Paul Wilson: I pray thee tell, where's our Taco Bell?
The hair stylist across the street, the tailor right next door, they both say what happened one day last week at the corner of Main and Dundurn caught them completely by surprise.
One moment they had a Taco Bell restaurant for a neighbour. And the next time they looked out their window, it had vanished.
The building was still there. But every sign that it had ever been a place serving hi-cal fast food of the Mexican variety was gone.
In the beginning, 101 years ago, they built a church on that corner and called it the Garth Street Methodist Mission. (The street name later changed to Dundurn.)
It was not a fancy church, but solid, built of brick. Dundurn United was happy to move in there next. In 1930, new Canadians from Holland took it over and made it a Christian Reformed Church. They stayed nearly 20 years.
Many found God here
Next, the building became Westside Baptist. Then, in order, Old Kirk Antiques, Church of God Prophecy, North American Indian Pentecostal, Kate and Christies Auction Service, Theatre Terra Nova.

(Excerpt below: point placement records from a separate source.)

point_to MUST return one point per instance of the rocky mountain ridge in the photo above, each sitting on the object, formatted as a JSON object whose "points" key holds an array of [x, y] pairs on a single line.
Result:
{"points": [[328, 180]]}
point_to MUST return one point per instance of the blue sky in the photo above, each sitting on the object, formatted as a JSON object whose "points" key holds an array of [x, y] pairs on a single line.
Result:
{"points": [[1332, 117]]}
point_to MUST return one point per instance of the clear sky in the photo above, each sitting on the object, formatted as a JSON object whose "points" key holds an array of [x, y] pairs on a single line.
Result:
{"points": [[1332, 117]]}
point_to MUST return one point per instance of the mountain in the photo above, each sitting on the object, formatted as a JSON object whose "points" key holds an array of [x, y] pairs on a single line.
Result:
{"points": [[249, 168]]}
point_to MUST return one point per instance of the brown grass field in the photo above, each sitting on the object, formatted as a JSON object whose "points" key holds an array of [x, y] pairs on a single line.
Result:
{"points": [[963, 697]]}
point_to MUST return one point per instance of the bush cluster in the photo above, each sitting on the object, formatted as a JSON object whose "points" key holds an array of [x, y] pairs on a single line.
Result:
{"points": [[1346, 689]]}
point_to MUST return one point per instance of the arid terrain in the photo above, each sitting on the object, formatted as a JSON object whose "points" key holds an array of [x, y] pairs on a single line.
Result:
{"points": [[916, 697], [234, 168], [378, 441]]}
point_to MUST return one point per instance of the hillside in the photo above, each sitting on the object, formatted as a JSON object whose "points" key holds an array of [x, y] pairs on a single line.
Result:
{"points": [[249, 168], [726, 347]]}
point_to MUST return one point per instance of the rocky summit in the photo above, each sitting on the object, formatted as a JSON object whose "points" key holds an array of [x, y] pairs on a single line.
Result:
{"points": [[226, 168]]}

The neighbourhood had changed around the little church. A strip mall rose across the street, with places like McDonald’s, Pizza Pizza, Subway, Tim Hortons. And at next corner over, KFC and Harvey’s.
A developer from Toronto decided there was room for one more, and in 1993 opened a Taco Bell on the corner where 30,000 passed each day.
The church had been on the city’s list of historically-important buildings, and there was hope the new restaurant would incorporate the old building into its design.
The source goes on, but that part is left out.